Of course, rioting and looting involve criminality and must be condemned. But that’s not the whole story. While straightforward acts of arson and looting were taking place in Tottenham and neighboring areas of London, the violence in Birmingham took on racial overtones. Text messages that gangs of one ethnic origin or other were coming “to get you” circulated. Worse, in an act of deliberate murder, a car hit and killed three British Muslims guarding their properties.
A headline in the Independent spoke of race relations as being on a knife’s edge. Social disturbances always have deeper roots. Their context is as important as the event that triggers them. It is convenient for politicians, in the habit these days of using the language of violence themselves, to blame “criminals.” It releases them from the responsibility of actions that have created the current distressing context.
The London riots broke out on the night of August 6. Two days before, police shot and killed a black man, Mark Duggan, a local resident who was going in a taxi. For several days, the official version in the press depicted Duggan as a “gangster.” It implied that a shot was fired from the taxi at a policeman, and that the bullet was lodged in the officer’s radio. Police fired back and Duggan died. However, it later transpired that the bullet lodged in the officer’s radio might, in fact, have been fired by another police officer.
A crowd waited for several hours outside a police station for answers, but the mood turned furious when nobody came out to answer questions. A witness described a separate incident in which a sixteen-year-old girl was severely beaten when she approached policemen to remonstrate. Within hours, London was burning and the rioting was spreading to other cities in England, the mother country of the United Kingdom. Scotland and Wales, with their own elected regional governments, were thankfully peaceful. They were to send police reinforcements to the affected areas of England.
Western societies have suffered a major socioeconomic and moral collapse. The recent street violence in England’s cities is the latest, most disturbing expression of individual selfishness and anger causing the rot. For years, people have been taught the Thatcherite maxim that “there is no such thing as society, collective conscience or collective kindness.” That dictum tells that individuals live for themselves; morality is personal and so, too, is the individual’s freedom to amass wealth.
This way of life has created something akin to Hobbesian socioeconomic conditions in Britain today. On the one hand, the vast majority struggle to make ends meet. On the other, the scandal of members of parliament making fraudulent, or questionable, claims for expenses to supplement their incomes. And the police have been revealed as taking bribes from Rupert Murdoch’s media empire. For a long time, there appears to have been one law for the rich and powerful, and a different law for the rest.

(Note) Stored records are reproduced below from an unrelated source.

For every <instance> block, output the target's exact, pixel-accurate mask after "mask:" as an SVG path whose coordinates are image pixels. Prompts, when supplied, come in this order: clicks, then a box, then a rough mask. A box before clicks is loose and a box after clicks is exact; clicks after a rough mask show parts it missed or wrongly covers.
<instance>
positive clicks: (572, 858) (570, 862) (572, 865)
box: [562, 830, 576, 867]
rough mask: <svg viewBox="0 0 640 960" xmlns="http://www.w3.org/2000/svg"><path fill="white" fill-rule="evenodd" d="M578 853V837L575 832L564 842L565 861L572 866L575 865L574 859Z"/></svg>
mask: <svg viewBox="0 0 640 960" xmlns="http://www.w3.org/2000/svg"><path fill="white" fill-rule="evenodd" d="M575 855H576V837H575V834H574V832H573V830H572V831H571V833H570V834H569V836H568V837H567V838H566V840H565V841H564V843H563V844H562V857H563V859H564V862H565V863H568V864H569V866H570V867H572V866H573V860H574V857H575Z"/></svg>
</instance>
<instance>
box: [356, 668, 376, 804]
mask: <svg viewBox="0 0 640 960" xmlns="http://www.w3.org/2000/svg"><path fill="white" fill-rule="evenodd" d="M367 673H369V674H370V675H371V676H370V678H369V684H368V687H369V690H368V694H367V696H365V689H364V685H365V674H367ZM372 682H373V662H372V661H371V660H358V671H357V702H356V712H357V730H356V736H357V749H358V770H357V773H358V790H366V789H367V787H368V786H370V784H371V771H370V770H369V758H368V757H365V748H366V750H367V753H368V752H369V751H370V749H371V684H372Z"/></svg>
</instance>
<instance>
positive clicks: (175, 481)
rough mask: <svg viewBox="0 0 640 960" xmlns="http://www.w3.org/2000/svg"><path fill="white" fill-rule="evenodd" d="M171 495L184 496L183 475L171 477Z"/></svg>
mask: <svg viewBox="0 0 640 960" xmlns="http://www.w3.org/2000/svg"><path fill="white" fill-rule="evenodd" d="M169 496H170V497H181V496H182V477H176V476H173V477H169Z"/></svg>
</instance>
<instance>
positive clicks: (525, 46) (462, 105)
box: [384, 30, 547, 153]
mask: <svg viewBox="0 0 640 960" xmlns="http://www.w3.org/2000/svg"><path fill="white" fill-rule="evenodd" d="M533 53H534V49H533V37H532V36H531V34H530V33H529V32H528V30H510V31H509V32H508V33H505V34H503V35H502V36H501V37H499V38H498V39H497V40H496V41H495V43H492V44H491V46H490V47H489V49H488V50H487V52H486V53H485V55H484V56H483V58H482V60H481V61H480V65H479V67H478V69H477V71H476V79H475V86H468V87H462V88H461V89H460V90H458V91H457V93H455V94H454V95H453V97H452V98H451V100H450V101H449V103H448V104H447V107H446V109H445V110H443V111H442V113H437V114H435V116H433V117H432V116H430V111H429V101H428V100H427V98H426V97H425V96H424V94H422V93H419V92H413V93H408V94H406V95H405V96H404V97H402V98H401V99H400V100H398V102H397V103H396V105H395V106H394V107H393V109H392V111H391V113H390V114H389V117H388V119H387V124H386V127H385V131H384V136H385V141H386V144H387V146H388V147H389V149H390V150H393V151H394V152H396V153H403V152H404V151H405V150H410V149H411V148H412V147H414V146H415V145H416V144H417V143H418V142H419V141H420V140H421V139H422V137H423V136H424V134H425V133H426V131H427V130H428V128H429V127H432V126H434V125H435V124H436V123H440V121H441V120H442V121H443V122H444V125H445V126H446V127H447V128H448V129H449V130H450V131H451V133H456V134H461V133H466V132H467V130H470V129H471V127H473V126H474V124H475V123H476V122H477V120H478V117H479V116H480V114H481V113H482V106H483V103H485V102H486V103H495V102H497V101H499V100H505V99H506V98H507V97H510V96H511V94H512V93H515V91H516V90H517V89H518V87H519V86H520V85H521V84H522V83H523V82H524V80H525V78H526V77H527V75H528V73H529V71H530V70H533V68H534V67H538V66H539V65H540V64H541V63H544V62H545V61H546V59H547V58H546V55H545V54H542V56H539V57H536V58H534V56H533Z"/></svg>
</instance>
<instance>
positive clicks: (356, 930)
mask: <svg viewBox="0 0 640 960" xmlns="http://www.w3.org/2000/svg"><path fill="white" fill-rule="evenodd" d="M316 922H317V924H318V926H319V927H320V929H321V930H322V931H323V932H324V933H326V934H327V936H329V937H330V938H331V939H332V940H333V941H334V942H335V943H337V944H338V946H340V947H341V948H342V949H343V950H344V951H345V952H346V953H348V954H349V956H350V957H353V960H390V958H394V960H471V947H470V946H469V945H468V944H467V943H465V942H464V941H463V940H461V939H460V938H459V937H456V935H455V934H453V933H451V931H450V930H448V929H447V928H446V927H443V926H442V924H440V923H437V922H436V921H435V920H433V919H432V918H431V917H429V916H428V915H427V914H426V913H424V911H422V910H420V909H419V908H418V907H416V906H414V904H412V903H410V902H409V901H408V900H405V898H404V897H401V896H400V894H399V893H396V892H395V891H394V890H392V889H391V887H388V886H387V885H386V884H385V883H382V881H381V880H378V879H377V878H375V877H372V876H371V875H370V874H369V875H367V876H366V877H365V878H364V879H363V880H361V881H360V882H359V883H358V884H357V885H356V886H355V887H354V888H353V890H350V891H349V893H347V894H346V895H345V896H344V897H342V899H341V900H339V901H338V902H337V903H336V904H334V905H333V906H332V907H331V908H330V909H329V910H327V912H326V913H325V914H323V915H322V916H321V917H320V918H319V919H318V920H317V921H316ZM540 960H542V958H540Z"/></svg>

The recent riots began in Tottenham, in the London Borough of Haringey, which has some of the most deprived inner-city areas. In the nearby Borough of Hackney, youth clubs are closing. Where will the youth go?
Still, government cuts continue to bite and seem relentless. Among the hundreds who have been arrested in recent days are people of all ages and backgrounds: minors and adults, men and women, university graduates, a ballerina, a charity worker, a schoolteacher, a law student, a mother with a six-month-old baby—and a millionaire’s daughter.
I know London well, having worked in the capital city for most of my life. To see adults breaking into large stores and walking away with expensive gadgets is shocking enough. Even more shocking is to see a ten-year-old boy, who has picked up just a few items of food, going home on his bike.
Deepak Tripathi, a former BBC correspondent and editor (1977– 2000), covered every British general election during his career in the corporation. Nowadays his interests include Britain and the United States in the post-Soviet international order.